The DIY for this is detach accesories from the block pull the head and replace head gasket. I know aba specs for torqueing the head bolts are tq to 33ft# through the sequence then 44ft#s the 1/4 turn through then another 1/4 turn through the sequence...Then reconnect all your accesories reset your timing put on a new timing belt and whalla your done...LOL Sorry im a major smart A$$. In all honesty if you pull things apart and remember how you took it apart its realatively easy to put it all back together.


----------



## Anony00GT (Mar 6, 2002)

MKIGTITDI said:


> The DIY for this is detach accesories from the block pull the head and replace head gasket. I know aba specs for torqueing the head bolts are tq to 33ft# through the sequence then 44ft#s the 1/4 turn through then another 1/4 turn through the sequence...Then reconnect all your accesories reset your timing put on a new timing belt and whalla your done...LOL Sorry im a major smart A$$. In all honesty if you pull things apart and remember how you took it apart its realatively easy to put it all back together.

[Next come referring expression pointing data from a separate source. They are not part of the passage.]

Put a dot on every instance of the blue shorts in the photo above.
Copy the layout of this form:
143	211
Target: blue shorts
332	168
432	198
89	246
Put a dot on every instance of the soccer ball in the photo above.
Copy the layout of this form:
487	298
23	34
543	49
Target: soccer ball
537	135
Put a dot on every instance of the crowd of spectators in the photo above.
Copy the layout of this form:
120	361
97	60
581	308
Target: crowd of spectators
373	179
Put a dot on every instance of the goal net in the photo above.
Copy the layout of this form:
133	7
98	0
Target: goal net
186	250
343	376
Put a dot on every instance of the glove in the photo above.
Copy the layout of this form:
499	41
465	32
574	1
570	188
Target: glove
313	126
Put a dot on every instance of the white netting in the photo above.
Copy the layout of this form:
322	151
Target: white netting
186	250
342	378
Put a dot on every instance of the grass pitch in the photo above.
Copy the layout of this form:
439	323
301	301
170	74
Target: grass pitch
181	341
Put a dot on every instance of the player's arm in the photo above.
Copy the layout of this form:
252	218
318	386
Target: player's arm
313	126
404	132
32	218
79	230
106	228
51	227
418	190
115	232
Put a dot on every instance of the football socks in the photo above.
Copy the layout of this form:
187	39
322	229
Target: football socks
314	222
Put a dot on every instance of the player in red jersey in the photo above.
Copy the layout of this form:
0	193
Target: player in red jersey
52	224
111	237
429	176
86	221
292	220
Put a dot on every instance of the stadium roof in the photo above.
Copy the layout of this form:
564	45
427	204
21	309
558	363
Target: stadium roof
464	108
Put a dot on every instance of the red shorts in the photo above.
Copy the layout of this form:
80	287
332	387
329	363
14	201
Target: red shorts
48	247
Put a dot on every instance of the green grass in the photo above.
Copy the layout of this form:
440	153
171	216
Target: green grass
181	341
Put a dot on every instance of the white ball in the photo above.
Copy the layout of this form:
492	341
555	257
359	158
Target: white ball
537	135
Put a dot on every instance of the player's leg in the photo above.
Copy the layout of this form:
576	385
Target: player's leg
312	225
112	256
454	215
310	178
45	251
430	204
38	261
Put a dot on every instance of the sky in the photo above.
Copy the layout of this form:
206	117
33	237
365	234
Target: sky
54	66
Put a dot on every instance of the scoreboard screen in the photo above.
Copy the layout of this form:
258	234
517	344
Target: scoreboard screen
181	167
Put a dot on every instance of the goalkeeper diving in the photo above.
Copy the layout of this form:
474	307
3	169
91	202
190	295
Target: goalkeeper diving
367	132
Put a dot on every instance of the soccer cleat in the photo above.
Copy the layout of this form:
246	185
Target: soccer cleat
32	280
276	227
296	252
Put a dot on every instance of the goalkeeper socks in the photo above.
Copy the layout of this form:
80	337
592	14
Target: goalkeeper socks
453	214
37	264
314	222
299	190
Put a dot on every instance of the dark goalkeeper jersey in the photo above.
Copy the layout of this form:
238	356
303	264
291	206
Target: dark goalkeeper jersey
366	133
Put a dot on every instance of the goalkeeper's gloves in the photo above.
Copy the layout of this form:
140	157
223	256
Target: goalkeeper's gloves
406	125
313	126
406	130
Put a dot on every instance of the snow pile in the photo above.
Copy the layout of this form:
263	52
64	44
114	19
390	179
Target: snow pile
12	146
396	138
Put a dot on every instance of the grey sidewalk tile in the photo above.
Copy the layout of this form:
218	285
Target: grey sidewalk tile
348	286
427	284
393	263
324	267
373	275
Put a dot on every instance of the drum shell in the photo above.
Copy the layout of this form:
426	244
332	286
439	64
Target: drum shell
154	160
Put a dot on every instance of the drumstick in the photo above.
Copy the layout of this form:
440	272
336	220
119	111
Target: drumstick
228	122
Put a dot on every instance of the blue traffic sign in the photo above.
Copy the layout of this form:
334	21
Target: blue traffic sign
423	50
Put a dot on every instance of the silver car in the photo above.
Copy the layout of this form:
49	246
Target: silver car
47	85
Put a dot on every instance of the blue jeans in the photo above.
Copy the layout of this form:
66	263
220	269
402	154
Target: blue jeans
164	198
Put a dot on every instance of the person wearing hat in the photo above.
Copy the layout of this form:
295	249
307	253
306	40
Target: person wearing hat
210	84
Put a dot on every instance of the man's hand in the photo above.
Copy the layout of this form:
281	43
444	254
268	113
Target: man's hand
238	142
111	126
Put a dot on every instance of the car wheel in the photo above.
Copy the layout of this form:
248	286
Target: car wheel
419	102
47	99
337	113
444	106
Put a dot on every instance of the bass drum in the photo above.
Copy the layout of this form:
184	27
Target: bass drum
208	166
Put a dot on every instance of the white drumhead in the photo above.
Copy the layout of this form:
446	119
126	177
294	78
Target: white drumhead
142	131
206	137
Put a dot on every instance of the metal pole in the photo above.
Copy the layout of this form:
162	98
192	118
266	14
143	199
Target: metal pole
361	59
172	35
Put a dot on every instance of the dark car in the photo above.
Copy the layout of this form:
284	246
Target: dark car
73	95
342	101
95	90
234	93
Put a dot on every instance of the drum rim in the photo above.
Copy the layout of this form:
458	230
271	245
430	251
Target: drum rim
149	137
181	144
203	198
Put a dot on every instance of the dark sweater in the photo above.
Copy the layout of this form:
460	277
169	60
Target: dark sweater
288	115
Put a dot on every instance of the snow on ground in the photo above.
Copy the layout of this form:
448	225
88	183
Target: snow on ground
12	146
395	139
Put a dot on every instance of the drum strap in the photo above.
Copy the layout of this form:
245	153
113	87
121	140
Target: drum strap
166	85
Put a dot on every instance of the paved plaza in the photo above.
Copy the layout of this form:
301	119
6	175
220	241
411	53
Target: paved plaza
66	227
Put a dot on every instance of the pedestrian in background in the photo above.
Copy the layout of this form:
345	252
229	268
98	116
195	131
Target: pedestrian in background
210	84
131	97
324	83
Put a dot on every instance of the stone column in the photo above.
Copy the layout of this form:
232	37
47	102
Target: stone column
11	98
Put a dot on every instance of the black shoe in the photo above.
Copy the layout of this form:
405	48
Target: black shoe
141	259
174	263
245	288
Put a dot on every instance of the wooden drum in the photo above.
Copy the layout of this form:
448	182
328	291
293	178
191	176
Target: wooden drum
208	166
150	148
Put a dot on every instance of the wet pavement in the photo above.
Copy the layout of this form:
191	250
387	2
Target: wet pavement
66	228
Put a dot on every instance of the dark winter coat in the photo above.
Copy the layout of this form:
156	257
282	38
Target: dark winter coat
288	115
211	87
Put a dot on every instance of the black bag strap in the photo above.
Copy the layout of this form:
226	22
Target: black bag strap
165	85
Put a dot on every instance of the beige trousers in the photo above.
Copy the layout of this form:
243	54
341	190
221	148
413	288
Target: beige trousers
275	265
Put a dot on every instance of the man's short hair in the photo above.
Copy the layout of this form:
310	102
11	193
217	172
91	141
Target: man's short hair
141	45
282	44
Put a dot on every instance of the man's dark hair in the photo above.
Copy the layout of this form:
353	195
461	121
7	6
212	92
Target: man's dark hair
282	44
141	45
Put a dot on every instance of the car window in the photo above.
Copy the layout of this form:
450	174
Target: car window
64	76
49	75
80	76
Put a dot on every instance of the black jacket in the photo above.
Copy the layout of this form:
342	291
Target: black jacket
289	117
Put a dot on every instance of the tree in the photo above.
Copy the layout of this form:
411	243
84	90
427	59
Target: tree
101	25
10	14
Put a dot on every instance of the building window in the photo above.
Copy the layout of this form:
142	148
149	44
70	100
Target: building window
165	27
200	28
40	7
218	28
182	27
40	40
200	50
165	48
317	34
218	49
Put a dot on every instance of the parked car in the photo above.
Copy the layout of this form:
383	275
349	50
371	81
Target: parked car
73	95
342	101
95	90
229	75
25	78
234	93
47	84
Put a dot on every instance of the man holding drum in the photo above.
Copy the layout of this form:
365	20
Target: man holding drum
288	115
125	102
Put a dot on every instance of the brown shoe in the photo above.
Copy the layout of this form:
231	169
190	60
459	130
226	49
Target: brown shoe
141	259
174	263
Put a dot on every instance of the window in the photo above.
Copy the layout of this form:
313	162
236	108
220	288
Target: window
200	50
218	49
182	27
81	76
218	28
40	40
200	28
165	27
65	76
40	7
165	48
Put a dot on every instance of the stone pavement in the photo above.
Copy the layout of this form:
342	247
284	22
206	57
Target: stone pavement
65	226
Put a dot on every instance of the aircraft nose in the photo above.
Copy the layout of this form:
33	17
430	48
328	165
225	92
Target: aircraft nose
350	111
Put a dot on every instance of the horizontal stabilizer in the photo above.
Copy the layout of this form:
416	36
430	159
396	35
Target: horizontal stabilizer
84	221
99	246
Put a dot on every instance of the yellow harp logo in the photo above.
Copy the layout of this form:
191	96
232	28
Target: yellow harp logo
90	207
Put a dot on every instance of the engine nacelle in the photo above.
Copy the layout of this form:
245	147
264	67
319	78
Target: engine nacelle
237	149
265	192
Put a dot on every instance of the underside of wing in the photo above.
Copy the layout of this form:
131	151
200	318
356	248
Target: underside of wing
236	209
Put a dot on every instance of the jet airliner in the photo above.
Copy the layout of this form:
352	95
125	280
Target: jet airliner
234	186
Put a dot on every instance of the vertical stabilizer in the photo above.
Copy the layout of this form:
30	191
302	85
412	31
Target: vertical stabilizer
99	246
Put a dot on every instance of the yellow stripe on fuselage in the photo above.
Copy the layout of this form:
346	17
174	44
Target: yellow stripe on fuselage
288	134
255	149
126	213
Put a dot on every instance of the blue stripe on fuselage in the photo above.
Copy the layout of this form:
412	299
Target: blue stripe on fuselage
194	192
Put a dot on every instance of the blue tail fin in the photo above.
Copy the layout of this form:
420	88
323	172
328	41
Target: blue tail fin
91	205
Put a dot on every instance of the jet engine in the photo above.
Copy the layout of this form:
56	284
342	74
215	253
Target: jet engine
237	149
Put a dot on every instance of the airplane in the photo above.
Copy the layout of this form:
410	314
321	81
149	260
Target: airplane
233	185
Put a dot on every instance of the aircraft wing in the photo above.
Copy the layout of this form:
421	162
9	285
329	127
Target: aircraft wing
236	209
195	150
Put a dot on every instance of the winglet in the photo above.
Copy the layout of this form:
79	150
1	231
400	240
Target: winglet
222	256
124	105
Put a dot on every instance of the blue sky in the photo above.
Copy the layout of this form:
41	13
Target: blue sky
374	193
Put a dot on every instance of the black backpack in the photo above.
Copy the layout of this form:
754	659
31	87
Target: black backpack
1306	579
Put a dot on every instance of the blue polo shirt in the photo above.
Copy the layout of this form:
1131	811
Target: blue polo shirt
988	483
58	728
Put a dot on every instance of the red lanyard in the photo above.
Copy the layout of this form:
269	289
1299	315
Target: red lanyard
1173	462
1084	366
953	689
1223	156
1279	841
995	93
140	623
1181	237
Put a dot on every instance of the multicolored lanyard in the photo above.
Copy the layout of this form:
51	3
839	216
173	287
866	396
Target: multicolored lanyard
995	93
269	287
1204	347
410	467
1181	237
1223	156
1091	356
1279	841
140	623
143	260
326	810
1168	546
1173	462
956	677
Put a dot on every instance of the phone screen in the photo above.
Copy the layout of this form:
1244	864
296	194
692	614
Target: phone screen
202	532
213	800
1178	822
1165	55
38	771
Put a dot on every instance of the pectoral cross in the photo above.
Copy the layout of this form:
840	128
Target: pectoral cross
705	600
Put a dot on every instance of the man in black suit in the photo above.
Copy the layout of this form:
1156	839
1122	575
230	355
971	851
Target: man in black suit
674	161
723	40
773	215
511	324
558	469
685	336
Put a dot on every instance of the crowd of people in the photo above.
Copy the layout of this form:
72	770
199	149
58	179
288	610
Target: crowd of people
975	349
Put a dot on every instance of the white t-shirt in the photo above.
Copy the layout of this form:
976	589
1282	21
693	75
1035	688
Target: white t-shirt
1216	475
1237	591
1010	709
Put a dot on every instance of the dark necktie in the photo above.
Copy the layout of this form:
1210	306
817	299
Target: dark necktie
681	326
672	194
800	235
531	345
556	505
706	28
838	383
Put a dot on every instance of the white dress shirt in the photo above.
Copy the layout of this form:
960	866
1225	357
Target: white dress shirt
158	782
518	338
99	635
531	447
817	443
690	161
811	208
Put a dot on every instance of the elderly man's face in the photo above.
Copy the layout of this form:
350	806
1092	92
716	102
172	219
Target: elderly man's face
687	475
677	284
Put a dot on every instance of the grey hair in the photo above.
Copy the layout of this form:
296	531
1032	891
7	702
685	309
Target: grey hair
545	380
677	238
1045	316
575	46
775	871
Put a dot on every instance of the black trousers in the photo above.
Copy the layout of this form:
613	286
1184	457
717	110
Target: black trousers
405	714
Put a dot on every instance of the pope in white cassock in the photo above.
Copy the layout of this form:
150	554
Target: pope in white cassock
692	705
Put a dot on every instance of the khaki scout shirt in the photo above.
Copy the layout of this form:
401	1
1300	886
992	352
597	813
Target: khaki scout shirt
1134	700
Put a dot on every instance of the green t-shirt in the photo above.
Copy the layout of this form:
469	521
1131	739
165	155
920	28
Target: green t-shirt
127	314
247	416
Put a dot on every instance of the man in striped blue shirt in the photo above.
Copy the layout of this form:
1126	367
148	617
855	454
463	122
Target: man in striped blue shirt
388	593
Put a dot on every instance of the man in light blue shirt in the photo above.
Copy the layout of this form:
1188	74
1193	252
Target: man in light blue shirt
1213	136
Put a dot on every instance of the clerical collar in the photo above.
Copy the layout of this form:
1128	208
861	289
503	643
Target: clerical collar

 This is actually not that far off. If you're mechanically inclined or have ever done serious engine work before, the 2.0 head gasket is a pretty straightforward job. As far as head gaskets go, it's definitely one of the easier engines to work on.


----------



## MKIGTITDI (Aug 25, 2007)

Yeah ive done quiet a few things with no manuals now i changed out the front end on or mkv jetta and converted my aba/jh hybrid to run on bike carbs on a whim. Now ive decided to change from the hybrid on carbs to a full aba on bike carbs(look at my build thread in my signiture...But in all reality like Anony00GT said alls you really need is a little mechanical ability and its straight forward take it apart and put it back together and your good. The vw motor is the easiest motor in imo out there. I worked on my wifes mazda protege and that was a nightmare!.


----------



## IamDashSr (Apr 22, 2010)

Jay-Bee said:


> Bentley manual > all DIYs<p>Let me know if you are stuck, i can send part of it in PDF if needed.


I have been looking and looking for the DIY to tackle this job as well... If at all possible if you still have the PDF can you send me the 2.0 Head gasket replacement portion? my user ID at gee mail dot com (iamdashsr at gee mail . com) 

Please and Thank you!


----------



## Anony00GT (Mar 6, 2002)

Somebody needs more training in their Google-fu.

http://www.amazon.com/Volkswagen-Je...&sr=8-1&keywords=VW+MKIV+Jetta+Bentley+Manual


----------



## pkfinn (Nov 16, 2006)

Try here:

http://www.mikegabriel.net/vw/bentley/mk4/


----------